If you select more than one exposure zone when validating a document in CertCapture, it becomes a multi-jurisdictional certificate. 

How multi-jurisdictional certificate IDs work

If the document you're validating is a multi-jurisdiction exemption certificate (one form that records a customer's exempt status in more than one jurisdiction), the Certificate ID for the document while you're validating it is the ID that was assigned during upload.

Once you've validated the document, each of the certificate's jurisdictions is assigned a new Certificate ID.

For example, the original document has a Certificate ID of 500:

  • Once you validate the document and indicate that it's multi-jurisdictional, each jurisdiction is stored with a separate Certificate ID.
  • The first jurisdiction keeps the Certificate Id of 500. Other jurisdictions are stored with next sequential Certificate ID number, ie 501, 502, and 503.

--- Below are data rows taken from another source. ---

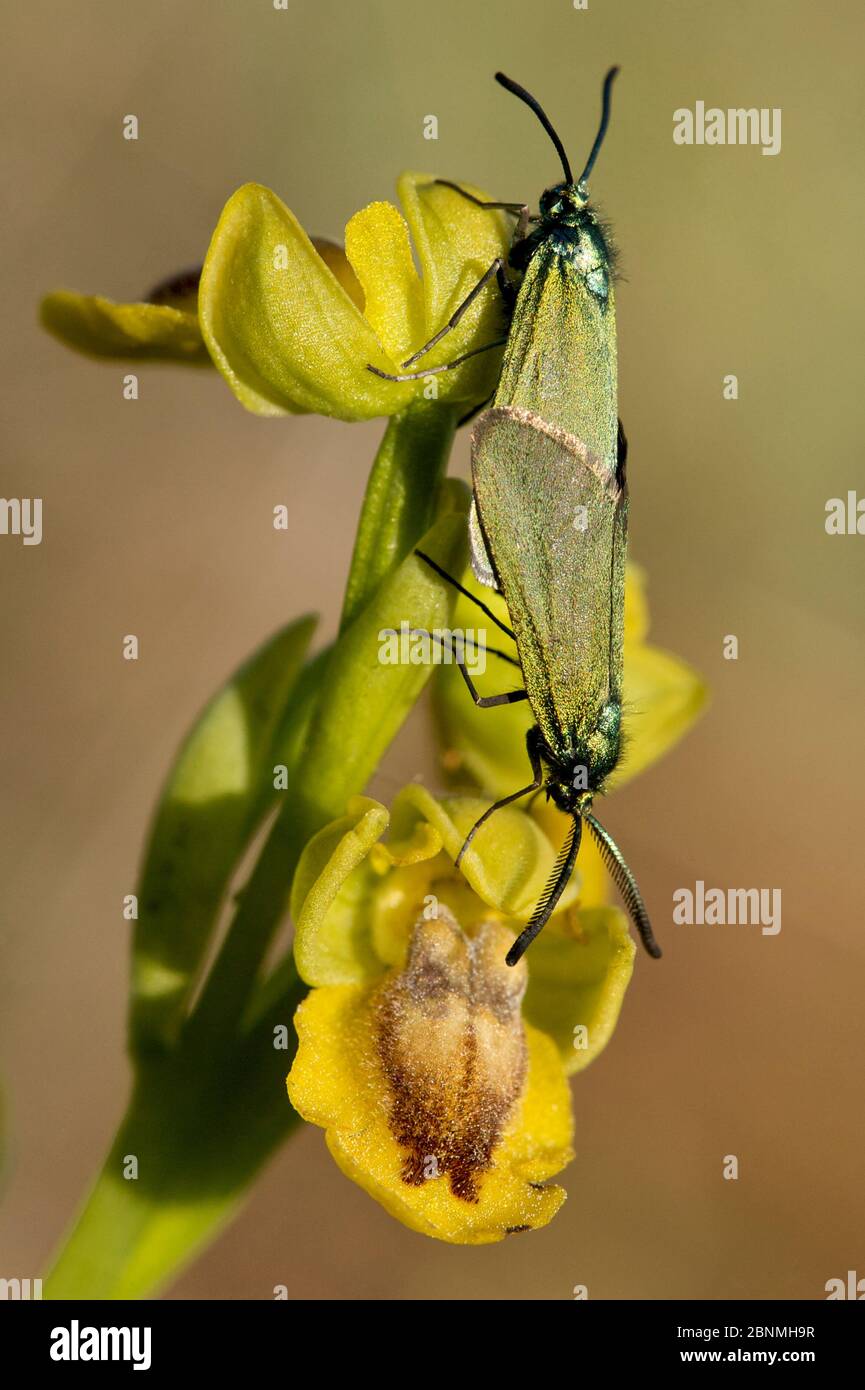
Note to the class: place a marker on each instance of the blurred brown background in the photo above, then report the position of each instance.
(157, 521)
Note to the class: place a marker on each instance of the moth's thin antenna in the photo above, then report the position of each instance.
(555, 887)
(541, 114)
(625, 883)
(605, 104)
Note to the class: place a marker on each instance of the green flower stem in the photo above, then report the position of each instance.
(401, 496)
(209, 1102)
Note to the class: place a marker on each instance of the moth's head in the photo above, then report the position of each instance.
(563, 202)
(580, 772)
(569, 198)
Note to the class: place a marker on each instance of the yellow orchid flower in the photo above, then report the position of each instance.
(438, 1072)
(294, 323)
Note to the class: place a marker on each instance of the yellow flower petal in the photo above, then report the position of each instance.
(456, 242)
(454, 1140)
(509, 859)
(378, 249)
(333, 941)
(278, 324)
(340, 266)
(136, 332)
(664, 697)
(579, 970)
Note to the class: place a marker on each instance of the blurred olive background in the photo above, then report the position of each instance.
(157, 521)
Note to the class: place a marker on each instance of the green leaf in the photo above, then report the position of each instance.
(216, 794)
(136, 332)
(401, 498)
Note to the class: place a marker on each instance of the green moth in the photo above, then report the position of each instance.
(548, 523)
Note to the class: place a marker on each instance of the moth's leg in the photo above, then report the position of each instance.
(466, 594)
(534, 756)
(520, 209)
(477, 647)
(505, 287)
(490, 701)
(434, 371)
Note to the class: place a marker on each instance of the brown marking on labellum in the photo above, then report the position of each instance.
(452, 1045)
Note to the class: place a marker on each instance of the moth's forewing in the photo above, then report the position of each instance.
(561, 356)
(555, 523)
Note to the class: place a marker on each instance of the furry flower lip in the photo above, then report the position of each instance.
(440, 1073)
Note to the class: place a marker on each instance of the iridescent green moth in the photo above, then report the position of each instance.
(548, 521)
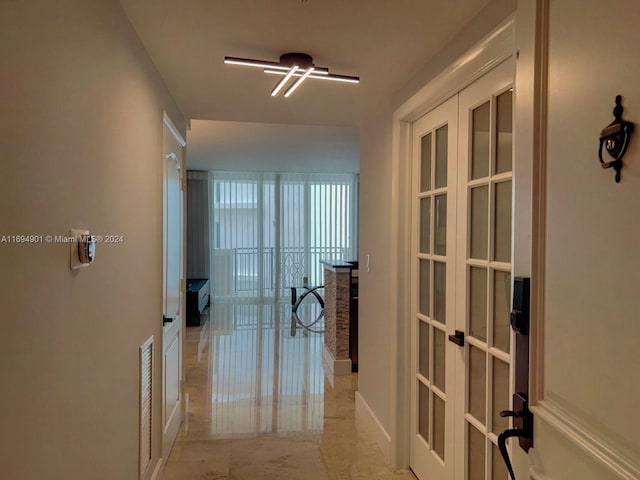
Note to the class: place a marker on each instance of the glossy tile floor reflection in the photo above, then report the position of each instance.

How multi-jurisdictional documents work with AvaTax

CertCapture assigns a different certificate ID to each jurisdiction from a multi-jurisdictional certificates, but AvaTax treats the entire multi-jurisdictional certificate as a single document. CertCapture sends the certificate information to AvaTax via a single API call that includes all of the jurisdictions. When there's an error for a single state, it stops the API call from being sent for all of the other states included in the multi-jurisdictional certificate. Resolve this by generating a Failed API Calls report and fixing the issues that lead to the API errors.